Here, with the inside completely sealed off again, and Farrell looking to push that defensive end inside as well, Sermon is patient, waits for Farrell to complete his block, and then pops outside into green grass. It’s a good read from Sermon, a great block from Farrell, and an extremely difficult play to defend when run this well.
Here’s Farrell making noise again, later in that drive. Farrell is coming across the line again, this time as an insert into the B gap so that Harry Miller can release to the second level to seal off the play side linebacker, with the back side linebacker distracted by a Justin Fields rollout fake.

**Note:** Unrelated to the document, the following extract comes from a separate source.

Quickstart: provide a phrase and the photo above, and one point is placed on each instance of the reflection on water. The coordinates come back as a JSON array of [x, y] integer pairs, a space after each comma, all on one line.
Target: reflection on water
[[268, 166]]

Farrell should be coming in to help Munford with the defensive tackle but Munford absolutely eats him up, so Farrell just cracks the defensive end to solidify that outside lane, while Miller takes up that linebacker and frees up Sermon for an easy score. It goes without saying, but a tight end that can do this is very rare! Ohio State should appreciate it!
While the line is certainly deserving of recognition here, Sermon is still worth noting as a pretty significant factor in what happened on Saturday, and this is a great play to appreciate him through. The blocking is solid off of a pretty neat counter look, with Sermon finding space in the B gap (well hey, there it is again), but this significant gain doesn’t happen without Sermon making a play on his own. He cuts up field as quickly as he can and delivers a swift stiff arm to one of the best linebackers in the country in Paddy Fisher.
This is what Sermon can be. When he has the time and space from his line to make plays like this, he’s a tremendously dangerous playmaker in an offense that certainly seems to suit his skill set. Ohio State’s chances against Clemson don’t look especially encouraging for the Buckeyes right now, but this level of play from Sermon and this offensive line could be the key to overcoming that. He just has to maintain this level of play, which, well, that’s easier said than done.